Il existe une suite d'articles sur ce sujet dans le "bulletin du musée
basque" de Bayonne. Sur les enceintes protohistoriques, consulter
le "bulletin de la société des sciences, lettres et arts" de Bayonne.
La thèse la plus communément admise maintenant sur l'origine des Basques
est qu'ils sont les derniers representants les moins altérés des hommes
de Cro-Magnon.
Une science récente, l'hémotypologie, montre qu'on rencontre dans le groupe
sanguin des basques une proportion nettement plus forte qu'ailleurs de
Rhésus négatif. Cela les différencie des envahisseurs Indo-Européens,
dont les premiers ont été les celtes.
La langue constitue
un autre mystère.
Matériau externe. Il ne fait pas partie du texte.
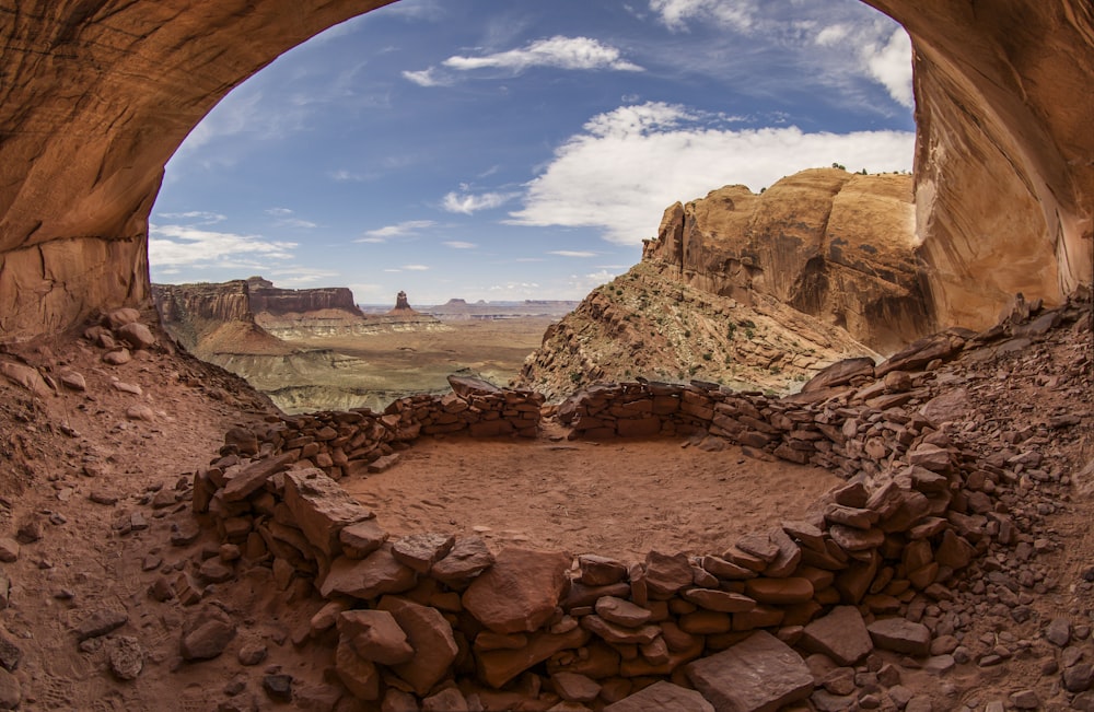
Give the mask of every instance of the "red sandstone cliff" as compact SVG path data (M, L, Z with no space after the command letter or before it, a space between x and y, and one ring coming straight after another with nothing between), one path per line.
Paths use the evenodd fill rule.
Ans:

Elle est sans rapport avec toute autre langue.Très difficile
à apprendre. Arthur Campion a dit : "C'est l'algèbre, dont les éléments
sont simples et les combinaisons innombrables."
Quelques mots permettraient de la faire remonter à l'époque préhistorique.
Par exemple, des noms qui désignent des instruments tranchants dérivent
du mot "pierre". Ils sont donc antérieurs à l'utilisation des métaux par
l'homme. De cette époque lointaine, il reste un autre témoin, c'est le
petit cheval "pottok" qui vit à demi-sauvage dans les landes et les montagnes.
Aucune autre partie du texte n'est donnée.